Briggs dealt him a cuff that sent him reeling. The captain’s huge hand, swinging back, overset the bottle, that gurgled out its life-blood.

“What is it?” shouted Briggs. “You got the impudence to ask me what it is? I’ll learn you to step livelier when I call, you whelp! Come here!”

“Yes, sir,” quavered the boy. Shaking, he sidled nearer. “What—what do you want, sir?”

“What do I want?” the captain howled; while Filhiol, suddenly pale with a rage that shook his heart, pressed lips hard together, lest some word escape them. “You swab! Catechisin’ me, are you? Askin’ me what I want, eh? If I had a rope’s-end here I’d show you! Get out, now. Go, tell Mr. Scurlock I want him. Jump!”
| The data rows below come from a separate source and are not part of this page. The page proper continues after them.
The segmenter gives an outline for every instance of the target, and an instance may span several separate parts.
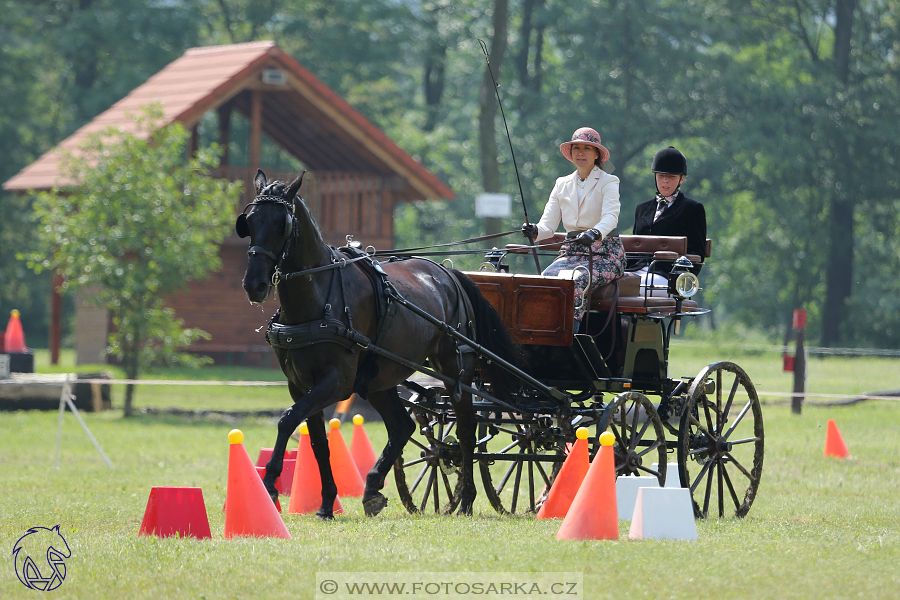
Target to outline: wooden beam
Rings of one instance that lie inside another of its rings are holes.
[[[250,93],[250,148],[247,151],[250,167],[258,167],[262,156],[262,92]]]
[[[222,160],[219,166],[228,166],[228,145],[231,143],[231,110],[232,102],[226,102],[218,109],[219,114],[219,145],[222,147]]]

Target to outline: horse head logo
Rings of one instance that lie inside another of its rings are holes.
[[[66,558],[72,556],[59,525],[32,527],[13,546],[16,576],[27,588],[49,592],[66,578]]]

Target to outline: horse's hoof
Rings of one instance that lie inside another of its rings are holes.
[[[387,503],[387,498],[385,498],[383,494],[376,494],[363,502],[363,509],[366,511],[367,517],[374,517],[384,510]]]
[[[334,521],[334,513],[330,510],[323,510],[320,508],[316,511],[316,516],[323,521]]]
[[[462,515],[464,517],[471,517],[472,512],[473,512],[472,504],[463,503],[463,504],[459,505],[459,508],[457,509],[456,514]]]

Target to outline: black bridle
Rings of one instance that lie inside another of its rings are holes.
[[[247,209],[251,206],[258,206],[266,202],[277,202],[284,206],[284,243],[281,246],[281,252],[276,255],[275,253],[266,250],[262,246],[251,245],[249,248],[247,248],[247,256],[262,254],[263,256],[271,258],[275,262],[275,269],[272,271],[272,285],[277,286],[280,281],[286,281],[288,279],[293,279],[294,277],[300,277],[301,275],[311,275],[313,273],[318,273],[319,271],[327,271],[329,269],[343,269],[350,263],[354,263],[363,258],[368,258],[368,255],[357,256],[351,259],[339,258],[337,253],[334,251],[334,248],[331,248],[329,246],[329,249],[331,250],[331,264],[322,265],[320,267],[313,267],[311,269],[304,269],[302,271],[282,273],[281,263],[288,258],[291,251],[291,242],[297,237],[297,217],[294,215],[294,209],[291,206],[290,202],[285,201],[279,196],[257,196],[253,199],[252,202],[249,202],[244,207],[244,210],[241,211],[241,214],[238,215],[237,221],[234,224],[234,229],[237,232],[238,237],[248,237],[250,235],[250,226],[247,224]]]

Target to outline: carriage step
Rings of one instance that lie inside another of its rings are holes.
[[[584,368],[593,373],[595,379],[612,377],[612,372],[606,366],[606,361],[603,359],[603,355],[600,354],[594,338],[582,333],[576,333],[574,337],[575,345],[581,350],[579,358],[584,361]]]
The lad ducked another blow, ran to the cabin-door and sprang for the stairs. Ill-fortune ran at his side. He missed footing, sprawled headlong up the companion stairway.
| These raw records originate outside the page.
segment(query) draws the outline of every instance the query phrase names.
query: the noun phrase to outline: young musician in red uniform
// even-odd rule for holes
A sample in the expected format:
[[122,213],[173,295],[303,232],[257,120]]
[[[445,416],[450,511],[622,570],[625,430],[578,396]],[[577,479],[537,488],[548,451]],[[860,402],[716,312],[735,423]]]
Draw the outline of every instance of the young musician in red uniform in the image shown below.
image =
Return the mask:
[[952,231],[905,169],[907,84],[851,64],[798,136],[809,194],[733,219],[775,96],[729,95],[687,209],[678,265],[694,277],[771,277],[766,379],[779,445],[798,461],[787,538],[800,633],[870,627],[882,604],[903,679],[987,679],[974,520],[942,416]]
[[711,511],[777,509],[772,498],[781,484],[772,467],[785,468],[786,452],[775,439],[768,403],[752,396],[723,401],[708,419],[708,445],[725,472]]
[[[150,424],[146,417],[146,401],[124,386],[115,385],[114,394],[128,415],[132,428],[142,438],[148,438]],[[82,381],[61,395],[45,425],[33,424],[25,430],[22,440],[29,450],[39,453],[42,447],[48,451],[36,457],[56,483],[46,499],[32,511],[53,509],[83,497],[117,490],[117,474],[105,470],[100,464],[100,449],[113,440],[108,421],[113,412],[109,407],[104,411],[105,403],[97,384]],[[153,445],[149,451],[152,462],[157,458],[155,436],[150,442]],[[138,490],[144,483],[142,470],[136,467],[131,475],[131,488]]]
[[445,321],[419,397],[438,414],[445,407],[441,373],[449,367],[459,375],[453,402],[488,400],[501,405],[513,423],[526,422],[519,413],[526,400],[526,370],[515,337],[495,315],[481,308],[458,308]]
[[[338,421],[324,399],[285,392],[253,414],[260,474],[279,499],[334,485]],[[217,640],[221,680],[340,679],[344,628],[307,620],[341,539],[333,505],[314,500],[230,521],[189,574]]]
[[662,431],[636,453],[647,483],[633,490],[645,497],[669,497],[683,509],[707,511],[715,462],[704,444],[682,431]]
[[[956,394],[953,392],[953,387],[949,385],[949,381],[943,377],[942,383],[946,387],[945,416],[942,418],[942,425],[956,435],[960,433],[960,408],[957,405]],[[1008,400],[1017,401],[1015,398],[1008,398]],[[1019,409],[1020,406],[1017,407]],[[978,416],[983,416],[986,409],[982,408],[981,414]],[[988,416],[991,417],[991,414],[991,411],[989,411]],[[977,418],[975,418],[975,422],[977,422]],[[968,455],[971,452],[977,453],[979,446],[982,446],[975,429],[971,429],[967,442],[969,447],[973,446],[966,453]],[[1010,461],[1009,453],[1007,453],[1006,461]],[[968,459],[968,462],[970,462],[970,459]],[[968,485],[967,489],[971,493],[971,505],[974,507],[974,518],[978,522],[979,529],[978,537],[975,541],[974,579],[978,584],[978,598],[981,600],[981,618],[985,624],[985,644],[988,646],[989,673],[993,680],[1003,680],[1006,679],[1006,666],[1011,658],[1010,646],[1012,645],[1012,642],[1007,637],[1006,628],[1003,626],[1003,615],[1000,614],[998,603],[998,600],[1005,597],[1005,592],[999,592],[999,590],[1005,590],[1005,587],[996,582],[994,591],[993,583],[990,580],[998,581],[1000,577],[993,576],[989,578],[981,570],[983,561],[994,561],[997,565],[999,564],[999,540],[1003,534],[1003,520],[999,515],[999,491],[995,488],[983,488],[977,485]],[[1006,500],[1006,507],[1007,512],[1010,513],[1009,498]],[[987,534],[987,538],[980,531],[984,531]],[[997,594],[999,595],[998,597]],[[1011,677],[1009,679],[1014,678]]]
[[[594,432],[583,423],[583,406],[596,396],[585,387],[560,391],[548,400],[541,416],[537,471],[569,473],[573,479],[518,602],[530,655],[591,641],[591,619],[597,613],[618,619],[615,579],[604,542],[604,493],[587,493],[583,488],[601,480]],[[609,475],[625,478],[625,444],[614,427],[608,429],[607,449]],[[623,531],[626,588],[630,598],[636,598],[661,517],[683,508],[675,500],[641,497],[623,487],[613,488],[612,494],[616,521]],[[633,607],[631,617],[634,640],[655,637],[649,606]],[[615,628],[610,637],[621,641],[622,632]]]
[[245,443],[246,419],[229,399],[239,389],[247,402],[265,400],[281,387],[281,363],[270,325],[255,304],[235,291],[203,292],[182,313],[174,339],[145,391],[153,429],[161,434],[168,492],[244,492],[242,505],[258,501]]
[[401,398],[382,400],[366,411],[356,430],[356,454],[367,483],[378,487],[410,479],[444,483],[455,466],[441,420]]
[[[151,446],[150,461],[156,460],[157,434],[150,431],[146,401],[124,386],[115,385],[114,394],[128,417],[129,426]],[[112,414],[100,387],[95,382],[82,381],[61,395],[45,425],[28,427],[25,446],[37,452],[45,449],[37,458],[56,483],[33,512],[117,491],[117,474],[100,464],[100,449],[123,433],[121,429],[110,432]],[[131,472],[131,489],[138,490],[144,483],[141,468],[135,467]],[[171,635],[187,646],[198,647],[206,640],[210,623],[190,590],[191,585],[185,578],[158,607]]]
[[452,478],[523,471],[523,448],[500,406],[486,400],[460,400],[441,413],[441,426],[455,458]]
With a shout of exultation, Briggs caught up from a corner a long, smooth stick, with a polished knob carved from a root—one of the clubs known in the Straits as “Penang-lawyers,” by reason of their efficacy in settling disputes. He grabbed the writhing boy, now frantically trying to scrabble up the stairs, in a clutch that almost crunched the frail shoulder bones. Up the companion he dragged him—the boy screaming with terror of death—and hurled him out on deck, fair against the wheel.
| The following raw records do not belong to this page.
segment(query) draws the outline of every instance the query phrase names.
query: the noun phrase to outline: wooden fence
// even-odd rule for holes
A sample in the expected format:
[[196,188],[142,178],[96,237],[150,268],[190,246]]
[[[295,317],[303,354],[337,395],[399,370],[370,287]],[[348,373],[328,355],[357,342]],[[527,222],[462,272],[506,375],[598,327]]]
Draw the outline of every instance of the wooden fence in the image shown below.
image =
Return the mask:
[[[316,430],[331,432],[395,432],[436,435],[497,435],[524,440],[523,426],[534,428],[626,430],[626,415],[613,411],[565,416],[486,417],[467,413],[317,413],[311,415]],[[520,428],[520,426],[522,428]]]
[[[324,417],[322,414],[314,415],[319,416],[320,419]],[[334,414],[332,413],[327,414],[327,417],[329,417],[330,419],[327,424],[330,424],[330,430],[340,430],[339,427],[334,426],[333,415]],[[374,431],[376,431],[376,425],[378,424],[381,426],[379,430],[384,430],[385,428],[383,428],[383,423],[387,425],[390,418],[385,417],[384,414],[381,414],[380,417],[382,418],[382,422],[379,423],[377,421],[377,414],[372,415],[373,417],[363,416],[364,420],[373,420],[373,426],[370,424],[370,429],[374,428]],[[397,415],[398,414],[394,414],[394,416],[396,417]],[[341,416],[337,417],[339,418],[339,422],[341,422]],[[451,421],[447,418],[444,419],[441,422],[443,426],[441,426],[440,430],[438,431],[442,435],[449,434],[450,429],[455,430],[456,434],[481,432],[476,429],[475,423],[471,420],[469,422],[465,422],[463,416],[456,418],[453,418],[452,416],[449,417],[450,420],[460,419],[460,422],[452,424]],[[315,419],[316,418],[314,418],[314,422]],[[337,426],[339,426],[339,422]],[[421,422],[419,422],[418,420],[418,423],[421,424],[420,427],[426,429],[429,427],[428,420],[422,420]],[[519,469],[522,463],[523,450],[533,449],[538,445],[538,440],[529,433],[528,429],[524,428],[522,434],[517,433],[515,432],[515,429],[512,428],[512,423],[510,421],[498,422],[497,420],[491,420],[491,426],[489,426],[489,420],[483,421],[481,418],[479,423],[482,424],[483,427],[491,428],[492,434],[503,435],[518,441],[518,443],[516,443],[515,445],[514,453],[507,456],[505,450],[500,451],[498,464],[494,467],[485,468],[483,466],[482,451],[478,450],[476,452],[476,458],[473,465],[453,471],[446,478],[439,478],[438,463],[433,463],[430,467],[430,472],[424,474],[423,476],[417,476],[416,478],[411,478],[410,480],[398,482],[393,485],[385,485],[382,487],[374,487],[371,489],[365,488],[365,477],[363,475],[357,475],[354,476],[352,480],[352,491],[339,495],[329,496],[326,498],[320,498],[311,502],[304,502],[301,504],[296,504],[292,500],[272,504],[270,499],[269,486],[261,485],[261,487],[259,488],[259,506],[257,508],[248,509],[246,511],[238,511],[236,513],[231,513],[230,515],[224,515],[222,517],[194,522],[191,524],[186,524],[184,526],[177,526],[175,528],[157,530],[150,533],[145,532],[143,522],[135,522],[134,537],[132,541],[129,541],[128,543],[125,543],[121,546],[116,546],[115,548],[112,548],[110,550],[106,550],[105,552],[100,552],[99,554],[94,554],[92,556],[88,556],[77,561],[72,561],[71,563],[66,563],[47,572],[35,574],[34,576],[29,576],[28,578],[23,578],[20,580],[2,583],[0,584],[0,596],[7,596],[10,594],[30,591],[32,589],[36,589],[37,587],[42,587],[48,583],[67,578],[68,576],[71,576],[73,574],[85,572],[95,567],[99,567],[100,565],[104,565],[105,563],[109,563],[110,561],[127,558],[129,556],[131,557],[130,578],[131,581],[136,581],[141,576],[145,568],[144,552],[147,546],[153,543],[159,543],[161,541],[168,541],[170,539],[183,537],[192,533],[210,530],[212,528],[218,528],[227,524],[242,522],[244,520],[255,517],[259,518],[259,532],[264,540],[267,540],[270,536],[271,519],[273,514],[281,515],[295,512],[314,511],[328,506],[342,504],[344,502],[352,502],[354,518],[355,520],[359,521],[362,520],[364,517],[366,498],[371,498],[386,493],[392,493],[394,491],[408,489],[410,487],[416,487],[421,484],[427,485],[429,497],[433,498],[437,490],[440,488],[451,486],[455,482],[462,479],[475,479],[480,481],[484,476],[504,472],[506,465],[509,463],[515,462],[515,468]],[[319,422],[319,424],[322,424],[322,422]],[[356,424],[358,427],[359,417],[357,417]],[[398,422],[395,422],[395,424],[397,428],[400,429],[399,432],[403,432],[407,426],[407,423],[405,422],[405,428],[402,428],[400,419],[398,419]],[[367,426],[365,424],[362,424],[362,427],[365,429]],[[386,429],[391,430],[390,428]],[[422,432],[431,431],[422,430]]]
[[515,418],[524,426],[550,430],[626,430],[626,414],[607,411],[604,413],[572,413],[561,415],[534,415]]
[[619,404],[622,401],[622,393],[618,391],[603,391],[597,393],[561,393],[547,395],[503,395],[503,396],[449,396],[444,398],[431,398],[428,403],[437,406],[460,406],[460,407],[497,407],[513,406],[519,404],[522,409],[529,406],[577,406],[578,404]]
The boy collapsed in a limp, groaning heap. Briggs laughed wildly, and, brandishing the Penang-lawyer, advanced out upon the dim-lit planking.

An arm thrust him back.

“You ain’t goin’ to hit that there boy!” shouted a voice—William Scurlock’s. “Not while I’m alive, you ain’t!”

A wrench and the club flew over the rail. It splashed in the dark, slow waters of the Timbago.